German and English prompt with the same content
result.usage logged for both
Token counts compared (promptTokens and completionTokens)
Percentage difference calculated

Show solution

import { generateText } from 'ai';
import { anthropic } from '@ai-sdk/anthropic';

const resultDE = await generateText({
  model: anthropic('claude-sonnet-4-5-20250514'),
  prompt: 'Erklaere in 2 Saetzen, was eine Datenbank ist.',
});

const resultEN = await generateText({
  model: anthropic('claude-sonnet-4-5-20250514'),
  prompt: 'Explain in 2 sentences what a database is.',
});

console.log('--- Deutsch ---');
console.log('Prompt Tokens:', resultDE.usage.promptTokens);
console.log('Completion Tokens:', resultDE.usage.completionTokens);
console.log('Total Tokens:', resultDE.usage.totalTokens);

console.log('\n--- English ---');
console.log('Prompt Tokens:', resultEN.usage.promptTokens);
console.log('Completion Tokens:', resultEN.usage.completionTokens);
console.log('Total Tokens:', resultEN.usage.totalTokens);

const diff = ((resultDE.usage.totalTokens - resultEN.usage.totalTokens) / resultEN.usage.totalTokens * 100).toFixed(1);
console.log(`\nGerman requires ${diff}% more tokens than English`);

Run with:

npx tsx challenge-2-1.ts

Expected output (approximate):

--- Deutsch ---
Prompt Tokens: 22
Completion Tokens: 55
Total Tokens: 77
--- English ---
Prompt Tokens: 18
Completion Tokens: 42
Total Tokens: 60

German requires 28.3% more tokens than English

The exact numbers vary with each call (LLM output is non-deterministic), but the German prompt should consistently consume 20-40% more tokens.

Explanation: This is due to the tokenizer distribution — English words appear more frequently in the training data and are encoded more efficiently.

COMBINE

Task flows to selectModel to model, generateText returns result.usage, token comparison

Exercise: Combine token counting with model selection from Level 1. Send the same prompt to two different models and compare token usage.
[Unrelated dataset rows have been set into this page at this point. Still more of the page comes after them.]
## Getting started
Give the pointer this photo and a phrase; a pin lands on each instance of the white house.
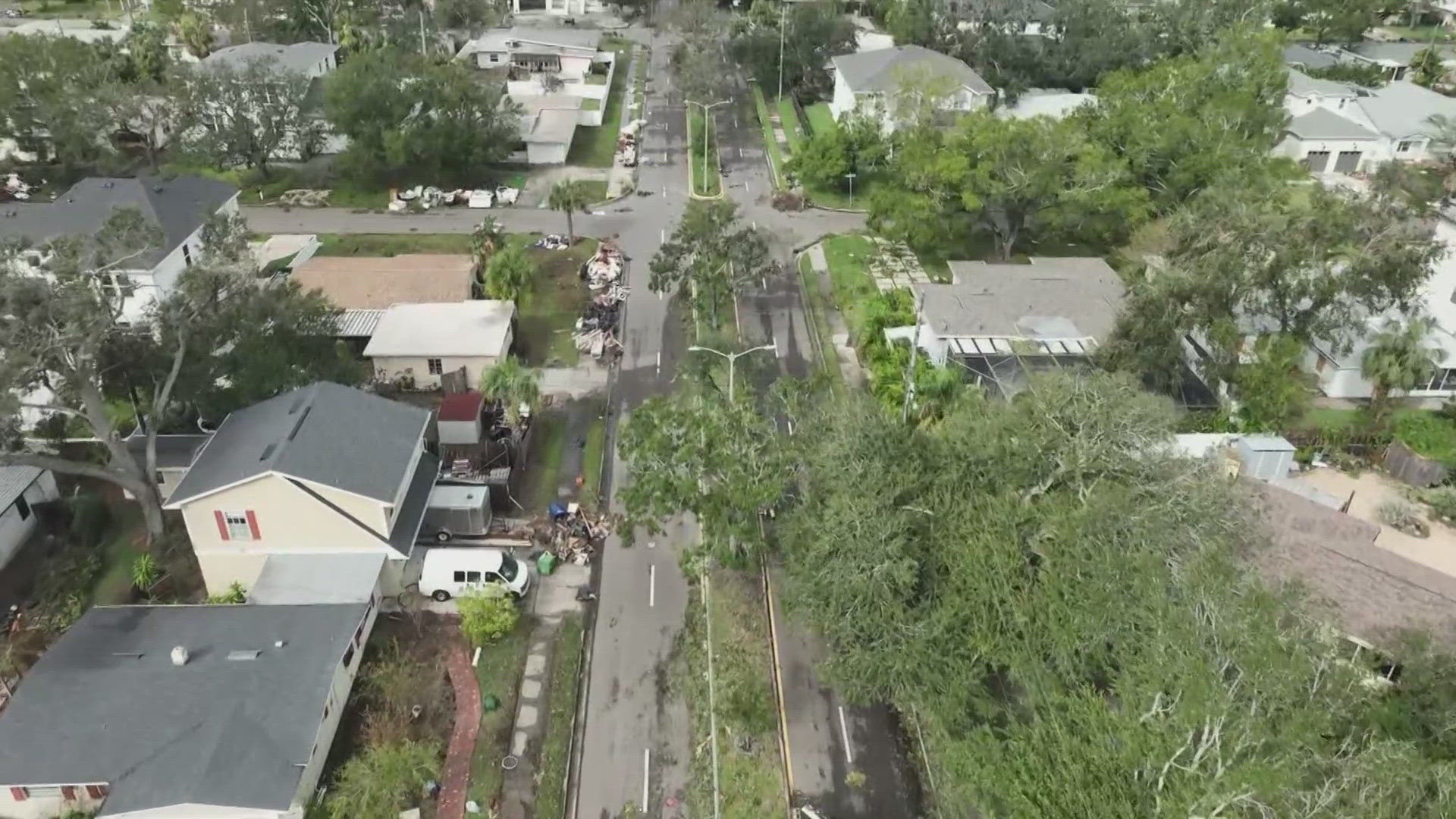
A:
(20, 488)
(1343, 129)
(424, 341)
(180, 207)
(1338, 375)
(878, 82)
(184, 711)
(321, 469)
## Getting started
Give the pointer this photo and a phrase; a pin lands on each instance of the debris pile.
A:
(598, 327)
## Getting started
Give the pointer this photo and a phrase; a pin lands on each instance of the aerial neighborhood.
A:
(884, 410)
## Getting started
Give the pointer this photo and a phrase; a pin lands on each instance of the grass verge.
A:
(498, 675)
(702, 169)
(548, 445)
(769, 142)
(750, 768)
(789, 120)
(814, 303)
(593, 146)
(391, 243)
(561, 710)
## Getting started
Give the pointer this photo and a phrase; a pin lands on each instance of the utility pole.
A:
(915, 349)
(783, 8)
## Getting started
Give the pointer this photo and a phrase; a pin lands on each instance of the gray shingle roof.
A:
(1081, 297)
(325, 433)
(297, 57)
(1326, 124)
(178, 207)
(884, 69)
(105, 704)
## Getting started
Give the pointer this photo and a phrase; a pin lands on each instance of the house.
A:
(178, 207)
(175, 453)
(375, 283)
(171, 711)
(309, 58)
(20, 490)
(878, 82)
(321, 469)
(419, 343)
(1337, 372)
(1345, 129)
(1046, 102)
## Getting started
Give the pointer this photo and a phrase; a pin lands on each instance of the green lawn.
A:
(820, 118)
(851, 284)
(391, 243)
(792, 129)
(596, 145)
(769, 143)
(702, 172)
(561, 711)
(548, 312)
(817, 308)
(500, 675)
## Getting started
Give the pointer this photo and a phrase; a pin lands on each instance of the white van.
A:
(453, 572)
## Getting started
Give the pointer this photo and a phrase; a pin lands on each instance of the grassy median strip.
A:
(704, 172)
(561, 710)
(769, 142)
(750, 770)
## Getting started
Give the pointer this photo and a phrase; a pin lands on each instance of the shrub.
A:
(383, 780)
(487, 615)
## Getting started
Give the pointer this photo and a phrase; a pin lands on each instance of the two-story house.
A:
(886, 82)
(321, 469)
(178, 207)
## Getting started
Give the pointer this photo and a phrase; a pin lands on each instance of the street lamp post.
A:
(707, 108)
(733, 359)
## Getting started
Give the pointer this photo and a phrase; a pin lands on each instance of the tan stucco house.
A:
(321, 469)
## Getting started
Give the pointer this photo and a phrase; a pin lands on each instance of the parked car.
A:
(453, 572)
(457, 512)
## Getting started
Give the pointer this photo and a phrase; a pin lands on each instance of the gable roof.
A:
(1050, 297)
(107, 704)
(884, 69)
(1369, 591)
(177, 206)
(373, 283)
(460, 328)
(1326, 124)
(1401, 108)
(322, 433)
(299, 57)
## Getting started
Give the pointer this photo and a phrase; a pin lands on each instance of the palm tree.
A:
(1398, 359)
(507, 275)
(513, 385)
(568, 197)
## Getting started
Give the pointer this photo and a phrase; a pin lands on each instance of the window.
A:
(237, 526)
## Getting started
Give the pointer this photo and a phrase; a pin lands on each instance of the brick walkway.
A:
(462, 739)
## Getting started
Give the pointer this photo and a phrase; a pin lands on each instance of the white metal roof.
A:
(460, 328)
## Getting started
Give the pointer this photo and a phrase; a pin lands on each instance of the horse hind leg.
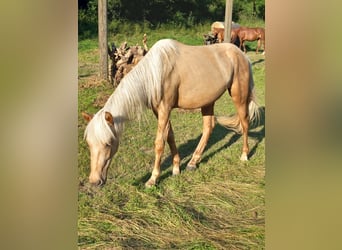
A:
(163, 129)
(208, 125)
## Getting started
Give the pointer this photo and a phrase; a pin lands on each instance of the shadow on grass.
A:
(185, 150)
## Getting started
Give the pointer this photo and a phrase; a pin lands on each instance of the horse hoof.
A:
(191, 167)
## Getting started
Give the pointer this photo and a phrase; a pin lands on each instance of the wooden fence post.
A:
(103, 44)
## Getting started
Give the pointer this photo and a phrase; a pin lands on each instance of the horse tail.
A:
(233, 122)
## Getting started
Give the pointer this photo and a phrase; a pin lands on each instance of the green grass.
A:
(219, 206)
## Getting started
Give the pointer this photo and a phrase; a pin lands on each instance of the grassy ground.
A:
(219, 206)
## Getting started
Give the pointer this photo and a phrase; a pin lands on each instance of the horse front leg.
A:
(208, 125)
(159, 144)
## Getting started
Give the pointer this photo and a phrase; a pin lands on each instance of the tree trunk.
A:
(103, 44)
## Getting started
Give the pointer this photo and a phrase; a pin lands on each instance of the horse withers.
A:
(173, 75)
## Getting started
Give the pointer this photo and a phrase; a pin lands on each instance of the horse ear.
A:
(109, 118)
(87, 116)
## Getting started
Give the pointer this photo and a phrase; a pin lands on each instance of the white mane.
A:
(139, 89)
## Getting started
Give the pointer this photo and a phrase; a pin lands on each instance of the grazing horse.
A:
(173, 75)
(251, 34)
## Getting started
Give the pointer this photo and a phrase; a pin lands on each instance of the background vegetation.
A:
(153, 13)
(219, 206)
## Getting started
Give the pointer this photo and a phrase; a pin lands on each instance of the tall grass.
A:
(219, 206)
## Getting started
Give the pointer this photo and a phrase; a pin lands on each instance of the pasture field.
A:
(221, 205)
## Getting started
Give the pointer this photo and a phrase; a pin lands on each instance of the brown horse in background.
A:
(251, 34)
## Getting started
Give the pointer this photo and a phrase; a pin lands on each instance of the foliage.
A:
(152, 13)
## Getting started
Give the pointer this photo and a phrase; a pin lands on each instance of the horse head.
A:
(103, 144)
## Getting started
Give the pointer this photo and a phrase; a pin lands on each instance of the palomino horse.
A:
(173, 75)
(251, 34)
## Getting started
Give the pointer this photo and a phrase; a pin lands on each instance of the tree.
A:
(228, 20)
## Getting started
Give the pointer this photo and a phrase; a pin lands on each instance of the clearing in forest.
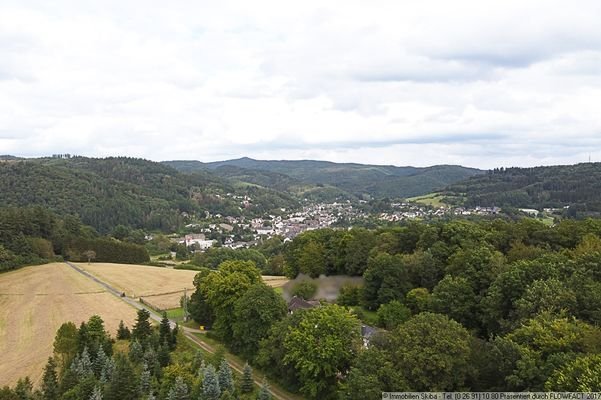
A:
(35, 301)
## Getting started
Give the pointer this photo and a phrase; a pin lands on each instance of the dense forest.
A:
(145, 363)
(577, 186)
(485, 306)
(35, 235)
(323, 180)
(132, 192)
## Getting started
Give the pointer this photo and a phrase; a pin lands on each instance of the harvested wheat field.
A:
(161, 288)
(34, 302)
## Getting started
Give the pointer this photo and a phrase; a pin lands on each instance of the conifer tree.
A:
(123, 384)
(96, 394)
(264, 393)
(142, 329)
(163, 356)
(173, 337)
(82, 365)
(164, 329)
(136, 351)
(197, 361)
(99, 362)
(179, 391)
(210, 384)
(50, 381)
(123, 332)
(24, 389)
(145, 380)
(247, 384)
(107, 371)
(226, 380)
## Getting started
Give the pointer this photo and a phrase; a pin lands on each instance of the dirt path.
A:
(188, 332)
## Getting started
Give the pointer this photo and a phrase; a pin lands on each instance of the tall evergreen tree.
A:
(107, 371)
(50, 381)
(136, 351)
(100, 362)
(164, 329)
(226, 380)
(145, 380)
(179, 391)
(173, 337)
(96, 394)
(210, 384)
(123, 332)
(264, 393)
(163, 356)
(24, 389)
(123, 384)
(247, 384)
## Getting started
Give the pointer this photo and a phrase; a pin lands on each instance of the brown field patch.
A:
(34, 302)
(141, 280)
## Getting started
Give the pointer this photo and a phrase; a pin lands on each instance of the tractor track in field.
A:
(188, 332)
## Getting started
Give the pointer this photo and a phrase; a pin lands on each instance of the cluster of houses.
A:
(405, 211)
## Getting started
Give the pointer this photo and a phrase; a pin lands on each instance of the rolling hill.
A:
(577, 186)
(120, 190)
(334, 179)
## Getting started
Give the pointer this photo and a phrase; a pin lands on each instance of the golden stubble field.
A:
(161, 288)
(34, 302)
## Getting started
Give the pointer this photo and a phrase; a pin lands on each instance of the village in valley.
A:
(243, 231)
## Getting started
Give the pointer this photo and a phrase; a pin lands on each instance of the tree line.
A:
(34, 235)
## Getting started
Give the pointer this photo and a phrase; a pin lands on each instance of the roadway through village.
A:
(188, 332)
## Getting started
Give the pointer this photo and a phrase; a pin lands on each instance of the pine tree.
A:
(210, 384)
(197, 361)
(99, 362)
(96, 394)
(123, 384)
(179, 391)
(164, 357)
(50, 381)
(83, 339)
(145, 380)
(247, 384)
(123, 332)
(82, 364)
(173, 337)
(136, 351)
(142, 329)
(226, 380)
(227, 395)
(264, 393)
(164, 329)
(24, 389)
(107, 371)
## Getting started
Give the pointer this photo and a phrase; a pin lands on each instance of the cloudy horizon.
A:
(478, 84)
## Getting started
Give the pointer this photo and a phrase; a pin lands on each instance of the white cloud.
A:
(468, 82)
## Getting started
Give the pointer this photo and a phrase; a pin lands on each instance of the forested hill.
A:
(577, 186)
(337, 179)
(133, 192)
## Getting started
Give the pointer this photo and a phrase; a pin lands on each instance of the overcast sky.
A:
(477, 83)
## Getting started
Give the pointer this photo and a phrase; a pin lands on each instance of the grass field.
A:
(34, 302)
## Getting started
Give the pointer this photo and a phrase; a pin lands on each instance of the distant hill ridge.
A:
(350, 179)
(105, 192)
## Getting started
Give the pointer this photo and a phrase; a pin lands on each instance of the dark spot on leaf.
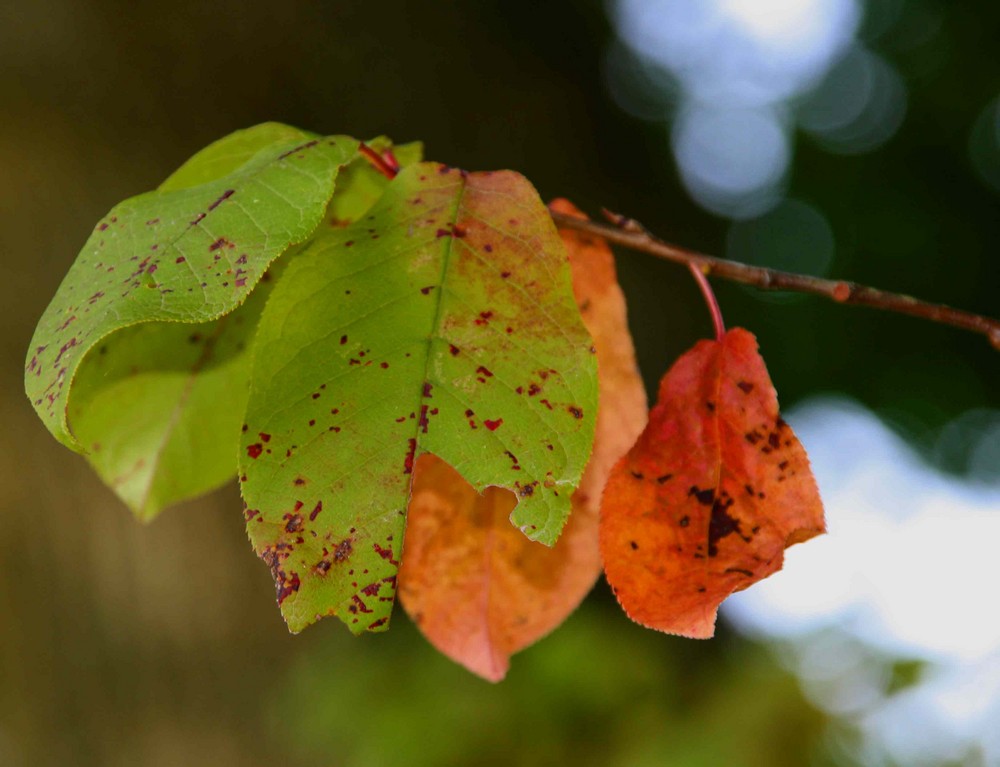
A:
(343, 550)
(721, 524)
(705, 497)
Use selectModel('summarize') for a Flash model (e.g. Gemini Flash)
Use selectModel('analyze') for a Pro model (e.g. Claude Sonnet)
Send the same prompt to both models
Compare promptTokens and completionTokens — different tokenizers yield different numbers

Optional Stretch Goal: Calculate the estimated costs for both models based on the pricing table from Layer 4. Which model is cheaper — and by how much?